試用期間というと、一般的には3ヶ月~6ヶ月くらいという会社が多いと思いますが、実は、労働基準法には試用期間の長さについての制限は特にありません。
したがって、法律上は6ヶ月以上の試用期間を設けても問題はありません。

しかし、試用期間中は、働いている人にとっては本採用になるのかどうか、常に不安定な状態で過ごすことになりますから、あまり気分のいいものではありません。
できれば一般的な長さの3ヶ月~6ヶ月くらいにしてもらいたいところです。

では、1年を超えるような試用期間を設定するとどうなるでしょうか?
これに関して、最高裁判所の判例で、公序良俗に反して無効、というものがあります。
そうしますと、どんなに長くとも試用期間は1年以内と考えられます。

ところで、そんな試用期間中の解雇についてですが、多くの会社が、試用期間中は仮採用だと考え、その期間に解雇するときには、解雇予告(解雇する30日前には予告しないといけないこと。)は必要ないと考えている節があります。

しかし、これは間違いなのです。

例えば、就業規則に、「試用期間は3ヶ月です。」と書いてあったとしても、入社の日から14日を超えてから解雇する場合には、試用期間中といえども解雇予告が必要になるのです。(入社の日から14日以内であれば、解雇予告の必要はありません。)
また、試用期間を全く定めていなかったときは、入社した日から解雇予告が必要になります。

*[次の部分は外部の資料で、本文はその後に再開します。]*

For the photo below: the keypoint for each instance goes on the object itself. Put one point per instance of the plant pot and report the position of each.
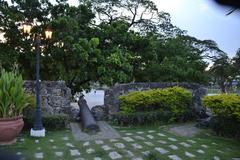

そうすると、もし、入社してからあまり日が経っていない試用期間中でも、解雇予告なしにいきなり解雇された場合には、解雇予告手当を支払ってもらうことができるわけです。
解雇予告というのは、会社が労働者を解雇しようとする場合には、少なくとも30日前にその予告をしないといけないというルールです。
もし、30日前に予告をしない場合は、30日分以上の平均賃金を支払う必要があり、これを解雇予告手当といいます。